In the next blogpost we will look at some of the common applications and limitations of SSVEP-based BCI.

References

  1. Zhu, D., Bieger, J., Garcia Molina, G., & Aarts, R. M. (2010). A survey of stimulation methods used in SSVEP-based BCIs. Computational intelligence and neuroscience, 2010.
  2. E. C. Lalor, S. P. Kelly, C. Finucane, et al., “Steady-state VEP-based brain-computer interface control in an immersive 3D gaming environment,” Eurasip Journal on Applied Signal Processing, vol. 2005, no. 19, pp. 3156–3164, 2005.
  1. Z. Wu, Y. Lai, Y. Xia, D. Wu, and D. Yao, “Stimulator selection in SSVEP-based BCI,” Medical Engineering and Physics, vol. 30, no. 8, pp. 1079–1088, 2008.
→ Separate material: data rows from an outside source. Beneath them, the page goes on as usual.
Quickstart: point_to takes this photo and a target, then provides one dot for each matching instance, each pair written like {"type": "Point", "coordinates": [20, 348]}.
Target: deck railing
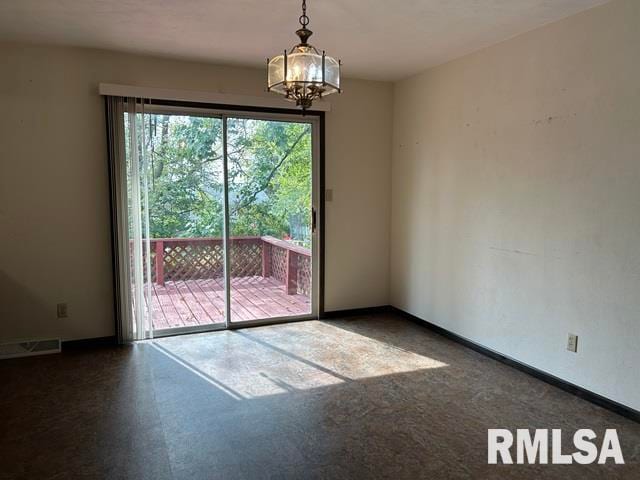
{"type": "Point", "coordinates": [200, 258]}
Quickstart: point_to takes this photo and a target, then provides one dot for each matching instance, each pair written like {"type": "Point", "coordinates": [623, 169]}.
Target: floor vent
{"type": "Point", "coordinates": [29, 348]}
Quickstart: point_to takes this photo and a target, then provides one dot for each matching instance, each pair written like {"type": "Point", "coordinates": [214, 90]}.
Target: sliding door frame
{"type": "Point", "coordinates": [224, 112]}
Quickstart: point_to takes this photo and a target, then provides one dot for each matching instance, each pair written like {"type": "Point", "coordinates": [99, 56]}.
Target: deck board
{"type": "Point", "coordinates": [188, 303]}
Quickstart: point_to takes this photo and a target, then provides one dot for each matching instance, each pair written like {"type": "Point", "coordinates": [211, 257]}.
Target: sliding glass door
{"type": "Point", "coordinates": [221, 218]}
{"type": "Point", "coordinates": [270, 178]}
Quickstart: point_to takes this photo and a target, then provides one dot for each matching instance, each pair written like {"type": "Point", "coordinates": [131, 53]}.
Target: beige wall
{"type": "Point", "coordinates": [516, 198]}
{"type": "Point", "coordinates": [54, 201]}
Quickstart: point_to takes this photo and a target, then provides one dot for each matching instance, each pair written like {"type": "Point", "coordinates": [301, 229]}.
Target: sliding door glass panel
{"type": "Point", "coordinates": [185, 200]}
{"type": "Point", "coordinates": [270, 215]}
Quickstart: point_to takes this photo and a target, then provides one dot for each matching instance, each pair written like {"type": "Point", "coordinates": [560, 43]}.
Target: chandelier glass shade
{"type": "Point", "coordinates": [303, 74]}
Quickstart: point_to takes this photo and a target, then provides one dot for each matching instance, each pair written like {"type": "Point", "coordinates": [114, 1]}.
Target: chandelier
{"type": "Point", "coordinates": [303, 74]}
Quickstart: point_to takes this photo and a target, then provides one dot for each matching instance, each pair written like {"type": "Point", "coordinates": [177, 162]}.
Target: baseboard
{"type": "Point", "coordinates": [356, 312]}
{"type": "Point", "coordinates": [89, 343]}
{"type": "Point", "coordinates": [583, 393]}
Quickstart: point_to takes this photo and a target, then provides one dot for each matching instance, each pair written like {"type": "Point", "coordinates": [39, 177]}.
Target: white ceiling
{"type": "Point", "coordinates": [376, 39]}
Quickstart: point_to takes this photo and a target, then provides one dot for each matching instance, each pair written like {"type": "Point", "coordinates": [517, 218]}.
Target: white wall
{"type": "Point", "coordinates": [516, 198]}
{"type": "Point", "coordinates": [54, 200]}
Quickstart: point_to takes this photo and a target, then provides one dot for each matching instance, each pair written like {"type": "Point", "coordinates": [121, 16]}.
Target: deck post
{"type": "Point", "coordinates": [291, 276]}
{"type": "Point", "coordinates": [266, 259]}
{"type": "Point", "coordinates": [159, 262]}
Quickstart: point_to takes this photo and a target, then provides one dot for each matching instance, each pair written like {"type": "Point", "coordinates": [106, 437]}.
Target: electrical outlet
{"type": "Point", "coordinates": [62, 310]}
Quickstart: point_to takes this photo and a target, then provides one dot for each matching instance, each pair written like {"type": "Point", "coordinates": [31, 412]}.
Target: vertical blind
{"type": "Point", "coordinates": [129, 174]}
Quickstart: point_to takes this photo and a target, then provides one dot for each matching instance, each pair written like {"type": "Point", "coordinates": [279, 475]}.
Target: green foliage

  2. D. Regan, Human Brain Electrophysiology: Evoked Potentials and Evoked Magnetic Fields in Science and Medicine, Elsevier, Amsterdam, The Netherlands, 1989.
  1. R. S. Fisher, G. Harding, G. Erba, G. L. Barkley, and A. Wilkins, “Photic- and pattern-induced seizures: a review for the epilepsy foundation of america working group,” Epilepsia, vol. 46, no. 9, pp. 1426–1441, 2005.
  1. O. Friman, I. Volosyak, and A. Gräser, “Multiple channel detection of steady-state visual evoked potentials for brain- computer interfaces,” IEEE Transactions on Biomedical Engineering, vol. 54, no. 4, pp. 742–750, 2007.
  2. Y. Wang, X. Gao, B. Hong, C. Jia, and S. Gao, “Brain-computer interfaces based on visual evoked potentials: feasibility of practical system designs,” IEEE Engineering in Medicine and Biology Magazine, vol. 27, no. 5, pp. 64–71, 2008.